Осенью 1970 года Ефремов начал перестройку Художе­ственного театра. К моменту прихода Ефремова в труппе было полторы сотни актеров, многие из которых годами не выходили на сцену. Театр изнемог от внутренней борьбы и группировок («Тут у каждого своя тумба», — мрачно сострит Борис Ливанов, объясняя молодому Владлену Давыдову, что он занял чужой стул на каком-то заседании в дирек­ции). Ефремов поначалу вспомнил мхатовские предания времен Станиславского, создал «совет старейшин», попы­тался разделить сотрудников театра на основной и вспо­могательный состав. Он провел с каждым из них беседу, чтобы понять, чем дышат тут артисты. После этих бесед он чуть с ума не сошел. Это был уже не дом, не семья, а «тер­рариум единомышленников». К тому же «террариум», при­выкший быть витриной режима. Быт Художественного театра, его привычки и самоуважение диктовались аббре­виатурой МХАТ СССР, которую поминали на каждом шагу. Когда театр по особому государственному заданию при­езжал на гастроли в какую-нибудь национальную рес­публику, актеров непременно принимал первый секретарь ЦК компартии. Перед актерами отчитывались, их размеща­ли в специальных правительственных резиденциях, въезд в которые охранялся войсками КГБ. Помню, как Екатери­на Васильева, одна из замечательных актрис театра, при­шедших сюда по зову Ефремова и еще не привыкшая к мха­товским нравам, очутившись в киргизском «заповеднике» под городом Фрунзе, криком кричала кому-то в телефон: «Забери меня из этой золотой клетки».

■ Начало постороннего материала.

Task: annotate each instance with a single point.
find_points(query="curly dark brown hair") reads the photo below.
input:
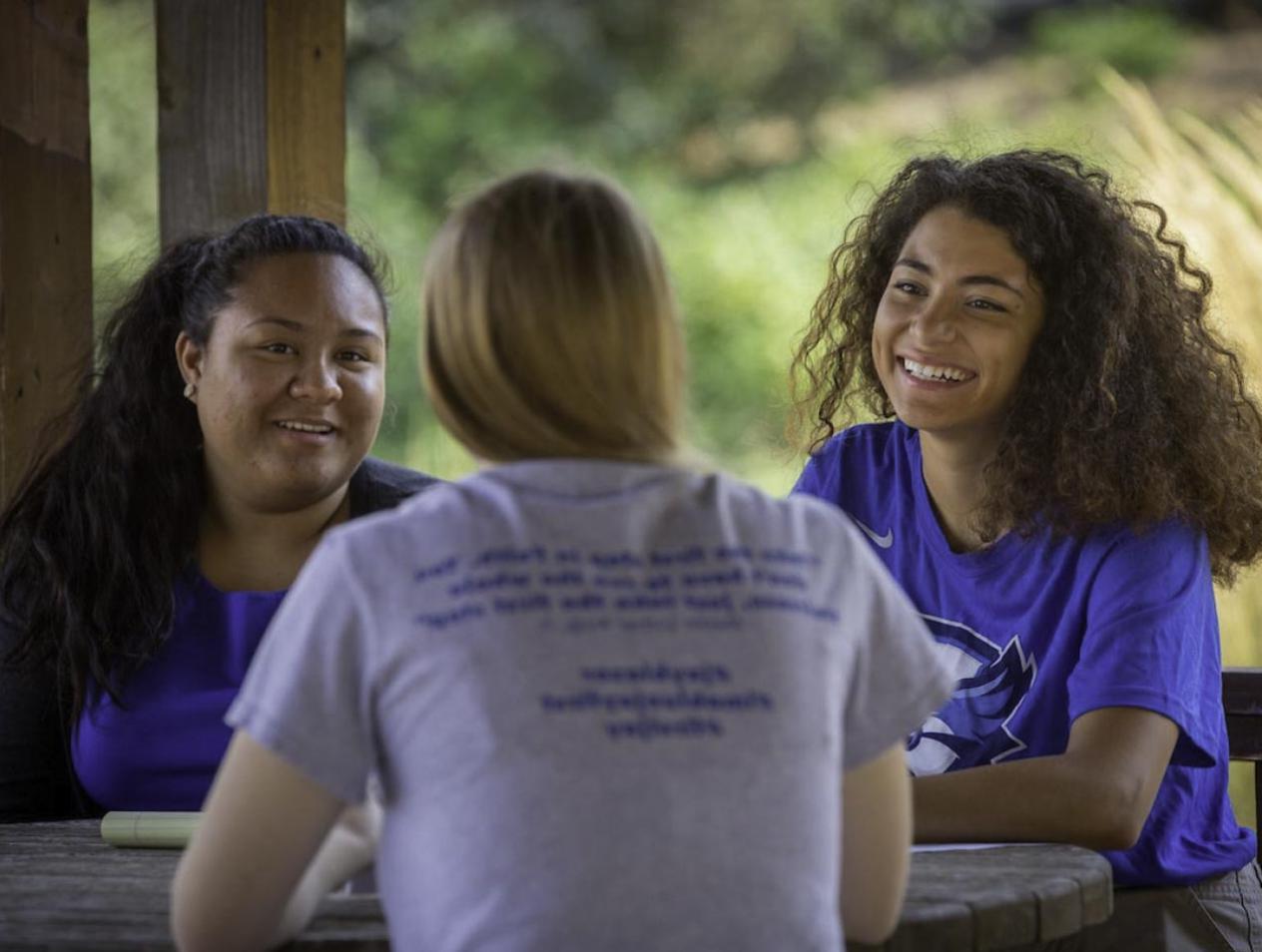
(1131, 407)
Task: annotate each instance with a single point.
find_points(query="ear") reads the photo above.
(188, 357)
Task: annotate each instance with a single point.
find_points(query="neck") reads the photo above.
(952, 472)
(244, 549)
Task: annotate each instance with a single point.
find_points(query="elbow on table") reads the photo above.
(1114, 819)
(873, 927)
(197, 928)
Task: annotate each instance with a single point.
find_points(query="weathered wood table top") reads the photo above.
(63, 888)
(976, 900)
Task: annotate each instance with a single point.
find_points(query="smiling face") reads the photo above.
(291, 383)
(954, 326)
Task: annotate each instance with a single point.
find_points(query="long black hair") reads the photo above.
(106, 516)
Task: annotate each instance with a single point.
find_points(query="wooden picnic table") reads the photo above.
(63, 888)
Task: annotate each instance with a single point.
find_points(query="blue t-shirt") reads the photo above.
(1041, 631)
(162, 747)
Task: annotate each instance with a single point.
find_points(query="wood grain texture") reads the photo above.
(63, 888)
(307, 108)
(46, 223)
(976, 900)
(43, 75)
(212, 147)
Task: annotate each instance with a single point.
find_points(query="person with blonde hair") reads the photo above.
(613, 703)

Через несколько лет преобразований Ефремов обна­ружил, что в «золотой клетке» стало почти двести человек. В книге «Московский Художественный театр -- 100 лет», в которой напечатаны несколько фотографий труппы теат­ра разных периодов, есть и групповой снимок труппы се­редины 70-х. Оторопь берет, когда рассматриваешь эту бес­крайнюю, бесформенную и безразмерную семью, в которой отдельные лица уже невозможно различить. Потерпев по­ражение в попытках реформировать театр изнутри, Ефре­мов начал, как говорят солдаты, «окапываться». Внутри Художественного театра он стал постепенно создавать дру­гую труппу, отбирая в нее как артистов старого МХАТ, так и тех, кто был ему близок по духу, прежде всего, конеч­но, актеров «Современника» (многие из которых постепен­но потянулись за ним во МХАТ). «Со «стариками» было про­ще, — скажет он спустя годы. — Они были развращены официальной лаской, многие утратили мужество, они про­жили чудовищные годы в затхлом воздухе и успели им от­равиться. Но все же с ними было легче. Когда затрагива­лись вопросы искусства, в них что-то просыпалось. Что ни говори, это были великие артисты — и они доказали это в последний раз, сыграв «Соло для часов с боем»1.

Пьеса словацкого драматурга Заградника неожиданно приобрела сверхтеатральное значение. Тут играли Михаил Яншин, Ольга Андровская, Марк Прудкин, Алексей Гри­бов и Виктор Станицын — корифеи так называемого вто­рого поколения Художественного театра. Это были уже очень пожилые актеры, которые нагрузили сюжет слабенькой пьесы отсветами своей легендарной жизни. Спектаклем пра­вила ностальгия и в зале, и на сцене. Публика понимала, что «соло» это продлится недолго. На спектакль приходи­ли прощаться с любимцами. Вскоре один за другим мха­товские «старики» действительно стали уходить из жизни. Перестал собираться «совет старейшин» — некого стало со­бирать.